Looks like there is going to be an interesting fight. From the Times:
France set itself on collision course with Brussels yesterday as it announced green taxes on gas-guzzling cars and a state-funded discount for vehicles that emit small quantities of carbon dioxide.
Under the scheme, which may fall foul of European Union competition law, a tax of up to €2,600 (£1,900) will be slapped on 4x4s and high-powered sports cars, from next month. Purchasers of small cars will receive a government payment of up to €1,000 under the plan to curb greenhouse gas emissions in France.
“We are the first Western country to give a bonus to virtuous products,” Jean-Louis Borloo, the Ecology Minister, said.
The move, dubbed the ecological no-claims bonus, was welcomed by environmentalists but is certain to anger German manufacturers, such as Mercedes and BMW, which will be hit by the new taxes. They suspect President Sarkozy’s Government of using ecology as a pretext for a programme to favour Renault, Peugeot and Citroën, the French carmakers, which tend to produce smaller vehicles.
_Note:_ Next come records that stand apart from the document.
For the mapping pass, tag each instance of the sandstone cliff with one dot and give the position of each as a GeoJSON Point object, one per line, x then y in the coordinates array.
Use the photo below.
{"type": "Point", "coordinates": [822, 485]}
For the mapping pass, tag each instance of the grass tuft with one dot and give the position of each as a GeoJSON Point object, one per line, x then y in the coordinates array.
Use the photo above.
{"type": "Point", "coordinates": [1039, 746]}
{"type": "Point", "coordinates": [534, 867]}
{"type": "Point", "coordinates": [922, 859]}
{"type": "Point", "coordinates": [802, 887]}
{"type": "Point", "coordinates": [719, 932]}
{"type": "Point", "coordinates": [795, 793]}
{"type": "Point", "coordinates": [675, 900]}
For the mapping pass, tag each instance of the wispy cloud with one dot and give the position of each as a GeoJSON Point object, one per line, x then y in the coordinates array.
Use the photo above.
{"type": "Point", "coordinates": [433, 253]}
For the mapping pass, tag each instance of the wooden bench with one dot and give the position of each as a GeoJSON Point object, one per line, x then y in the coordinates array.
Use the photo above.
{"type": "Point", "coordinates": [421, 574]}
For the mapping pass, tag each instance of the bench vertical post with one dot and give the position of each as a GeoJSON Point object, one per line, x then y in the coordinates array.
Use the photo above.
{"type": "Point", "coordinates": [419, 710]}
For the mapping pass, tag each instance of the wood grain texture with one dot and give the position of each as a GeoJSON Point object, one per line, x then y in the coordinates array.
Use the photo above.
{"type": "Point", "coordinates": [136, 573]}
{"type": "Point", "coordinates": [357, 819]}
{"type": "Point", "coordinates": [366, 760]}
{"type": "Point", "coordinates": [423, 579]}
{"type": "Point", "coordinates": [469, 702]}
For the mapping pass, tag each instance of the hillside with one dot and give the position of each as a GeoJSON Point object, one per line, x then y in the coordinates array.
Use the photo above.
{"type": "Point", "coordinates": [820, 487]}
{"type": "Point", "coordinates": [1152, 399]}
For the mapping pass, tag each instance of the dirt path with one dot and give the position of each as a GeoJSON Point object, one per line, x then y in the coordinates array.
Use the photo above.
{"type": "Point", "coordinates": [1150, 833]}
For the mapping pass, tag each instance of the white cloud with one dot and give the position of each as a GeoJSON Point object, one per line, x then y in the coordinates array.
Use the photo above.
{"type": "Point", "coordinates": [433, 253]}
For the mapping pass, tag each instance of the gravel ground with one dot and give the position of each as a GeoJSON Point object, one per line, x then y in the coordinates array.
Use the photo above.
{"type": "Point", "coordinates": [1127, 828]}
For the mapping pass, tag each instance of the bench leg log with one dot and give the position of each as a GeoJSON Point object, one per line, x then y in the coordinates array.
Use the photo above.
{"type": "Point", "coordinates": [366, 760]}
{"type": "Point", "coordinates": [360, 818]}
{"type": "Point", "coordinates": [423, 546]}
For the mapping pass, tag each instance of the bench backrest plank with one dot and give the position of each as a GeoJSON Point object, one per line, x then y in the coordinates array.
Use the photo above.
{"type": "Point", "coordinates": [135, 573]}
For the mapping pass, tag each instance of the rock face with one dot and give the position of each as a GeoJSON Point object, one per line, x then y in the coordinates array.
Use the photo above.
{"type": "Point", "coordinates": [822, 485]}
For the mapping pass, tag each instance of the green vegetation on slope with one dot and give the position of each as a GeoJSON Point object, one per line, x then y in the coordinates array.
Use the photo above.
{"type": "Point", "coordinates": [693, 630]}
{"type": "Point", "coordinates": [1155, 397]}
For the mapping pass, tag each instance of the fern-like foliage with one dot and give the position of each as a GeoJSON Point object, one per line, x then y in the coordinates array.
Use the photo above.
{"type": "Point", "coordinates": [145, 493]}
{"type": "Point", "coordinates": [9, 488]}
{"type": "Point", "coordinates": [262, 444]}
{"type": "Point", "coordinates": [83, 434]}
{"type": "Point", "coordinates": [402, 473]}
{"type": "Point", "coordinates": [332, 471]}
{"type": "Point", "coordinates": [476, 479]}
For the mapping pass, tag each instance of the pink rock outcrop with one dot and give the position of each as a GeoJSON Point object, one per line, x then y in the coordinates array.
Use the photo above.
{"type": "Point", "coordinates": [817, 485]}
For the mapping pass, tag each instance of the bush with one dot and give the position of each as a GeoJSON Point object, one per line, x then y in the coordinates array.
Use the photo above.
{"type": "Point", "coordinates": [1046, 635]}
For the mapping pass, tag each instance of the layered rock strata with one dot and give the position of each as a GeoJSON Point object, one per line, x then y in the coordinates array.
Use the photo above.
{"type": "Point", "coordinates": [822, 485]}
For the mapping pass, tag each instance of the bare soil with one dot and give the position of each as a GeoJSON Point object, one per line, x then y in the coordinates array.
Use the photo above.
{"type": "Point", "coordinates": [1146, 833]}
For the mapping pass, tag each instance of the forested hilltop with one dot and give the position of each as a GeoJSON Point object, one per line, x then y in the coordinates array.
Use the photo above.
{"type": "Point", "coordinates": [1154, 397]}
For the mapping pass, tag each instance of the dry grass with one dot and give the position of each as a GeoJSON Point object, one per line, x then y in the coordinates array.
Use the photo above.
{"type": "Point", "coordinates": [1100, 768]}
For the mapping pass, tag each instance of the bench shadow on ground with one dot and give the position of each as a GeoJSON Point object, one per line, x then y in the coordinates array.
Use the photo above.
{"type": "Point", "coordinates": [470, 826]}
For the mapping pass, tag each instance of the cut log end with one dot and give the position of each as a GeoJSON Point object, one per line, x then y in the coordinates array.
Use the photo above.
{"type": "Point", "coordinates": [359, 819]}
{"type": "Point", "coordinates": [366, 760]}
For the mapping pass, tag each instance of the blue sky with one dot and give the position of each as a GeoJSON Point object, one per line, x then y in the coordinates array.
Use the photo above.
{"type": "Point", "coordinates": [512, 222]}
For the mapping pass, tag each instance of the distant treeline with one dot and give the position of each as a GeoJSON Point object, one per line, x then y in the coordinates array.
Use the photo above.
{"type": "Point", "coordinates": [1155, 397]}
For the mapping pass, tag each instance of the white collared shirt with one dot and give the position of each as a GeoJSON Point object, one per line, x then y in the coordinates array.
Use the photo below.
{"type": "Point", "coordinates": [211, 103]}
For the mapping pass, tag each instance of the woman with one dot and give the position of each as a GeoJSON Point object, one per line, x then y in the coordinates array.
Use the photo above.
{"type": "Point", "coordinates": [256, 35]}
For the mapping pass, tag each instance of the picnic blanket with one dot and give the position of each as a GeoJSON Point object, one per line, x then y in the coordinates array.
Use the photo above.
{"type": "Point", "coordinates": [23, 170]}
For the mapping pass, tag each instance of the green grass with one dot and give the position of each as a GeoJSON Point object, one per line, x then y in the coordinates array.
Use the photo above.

The one-off tax will be €200 for cars emitting between 161g and 165g of CO2 per kilometre, such as the Opel Zafira; €750 for 166g to 200g, such as the BMW 3 Series; €1,600 for 201g to 250g, such as the Mercedes Class E; and €2,600 for more than 251g, such as the Volkswagen Touareg.
The bonus will be €200 for cars emitting between 121g and 130g, such as the Renault Mégane; €700 for 101g to 120g, such as the Renault Clio; and €1,000 for less than 101g, such as the Fiat 500.
There will be neither a tax nor a bonus for cars whose emissions are between 131g and 160g.
In a further move designed to take older vehicles off the roads, drivers will be able to claim a €300 payment from the State if they send a car at least 15 years old to the scrapyard and replace it with a small, environmentally friendly one.
A study by the French Automobile Observatory said that the move could generate 110,000 new car sales next year, boosting a market stagnating at an annual total of two million, compared with 2.4 million in Britain.
Paris said that the scheme would have no impact on public finances because the discounts would be funded by the new taxes. About 25 per cent of new vehicles fall into a category that will now be taxed – about 1 per cent at the highest rate – and about 30 per cent will be eligible for a payout, according to the Transport Ministry.
Christian Gerondeau, the chairman of the French Federation of Automobile Clubs, said: “If all the money taken off people whose cars have big engines goes to those whose cars have small engines, then we can admit that this is a step in the right direction.”
Michel Dubromel, of France Nature Environment, a federation of 3,000 green associations, said that the Government had reneged on initial pledges. “We recognise the importance of the initiative, but this is a step back from what was agreed.”
However, the French press said that the fiercest opposition could come from Brussels amid fears that the scheme could distort competition.